What Are World Models——AI That Predicts the "Next Physical State"
World Models are systems in which AI learns internal representations for understanding how the physical world works and predicting future states.
Whereas LLMs (Large Language Models) predict the "next token (word)," World Models predict the "next physical state." LLMs learn language patterns from text data, but they cannot fundamentally understand the causal relationships of the physical world—why objects fall, the conditions under which liquid spills from a cup, the sequence of actions a robot needs to open a door. World Models learn a compressed representation of the environment (a latent space) and simulate future states within that representational space, giving AI the ability to "mentally try out outcomes before acting."
Humans do this unconsciously. We predict the trajectory of a ball before throwing it, anticipate the movements of other vehicles while driving, and intuitively adjust the angle at which we tilt a glass of water. This is the capability that cognitive science calls "mental models" or "intuitive physics," and World Models are an attempt to reproduce it computationally.
History of Development — From Dyna to the "Year One of World Models"
The history of World Models traces back to the early days of reinforcement learning.

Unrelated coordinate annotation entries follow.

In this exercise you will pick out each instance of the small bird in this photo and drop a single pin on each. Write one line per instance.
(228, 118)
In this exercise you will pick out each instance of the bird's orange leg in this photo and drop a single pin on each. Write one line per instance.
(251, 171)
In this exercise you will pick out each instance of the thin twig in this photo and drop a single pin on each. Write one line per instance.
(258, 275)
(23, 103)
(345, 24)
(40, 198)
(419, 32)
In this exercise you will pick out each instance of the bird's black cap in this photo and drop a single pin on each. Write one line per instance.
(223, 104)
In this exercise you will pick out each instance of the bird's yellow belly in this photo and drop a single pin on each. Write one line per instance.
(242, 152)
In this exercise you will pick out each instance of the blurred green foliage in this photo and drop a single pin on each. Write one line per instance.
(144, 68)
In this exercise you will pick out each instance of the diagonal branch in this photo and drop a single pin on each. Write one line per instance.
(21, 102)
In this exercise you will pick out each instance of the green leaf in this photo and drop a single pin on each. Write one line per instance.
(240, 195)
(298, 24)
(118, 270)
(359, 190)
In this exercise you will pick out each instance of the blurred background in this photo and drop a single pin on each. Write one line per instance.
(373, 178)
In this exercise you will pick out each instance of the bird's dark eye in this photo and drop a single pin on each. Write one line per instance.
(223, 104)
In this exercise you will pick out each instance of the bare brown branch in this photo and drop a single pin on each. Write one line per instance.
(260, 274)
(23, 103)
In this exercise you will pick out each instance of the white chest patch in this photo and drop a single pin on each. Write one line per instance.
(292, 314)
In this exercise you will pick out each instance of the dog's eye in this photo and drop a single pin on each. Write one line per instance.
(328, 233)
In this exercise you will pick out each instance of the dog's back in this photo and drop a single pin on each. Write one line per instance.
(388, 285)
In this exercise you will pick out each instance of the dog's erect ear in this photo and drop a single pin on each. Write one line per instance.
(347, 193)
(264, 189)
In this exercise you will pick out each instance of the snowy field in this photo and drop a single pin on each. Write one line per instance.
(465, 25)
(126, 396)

In 1991, Richard Sutton (Professor at the University of Alberta, known as the father of reinforcement learning) introduced the Dyna Architecture. He formalized the concept that "planning is trying things out in your head," proposing an integrated architecture that interleaves real-world action, learning, model updates, and planning. This became the foundation of model-based reinforcement learning.
In 2018, David Ha and Jurgen Schmidhuber (IDSIA) published the paper "World Models," giving this field its defining name. They combined a VAE (Variational Autoencoder) and an RNN (Recurrent Neural Network) to unsupervisedly learn compressed spatial and temporal representations of the environment, demonstrating that an agent could be trained inside its own "hallucinated dream" and the learned behavior could be transferred to the real environment.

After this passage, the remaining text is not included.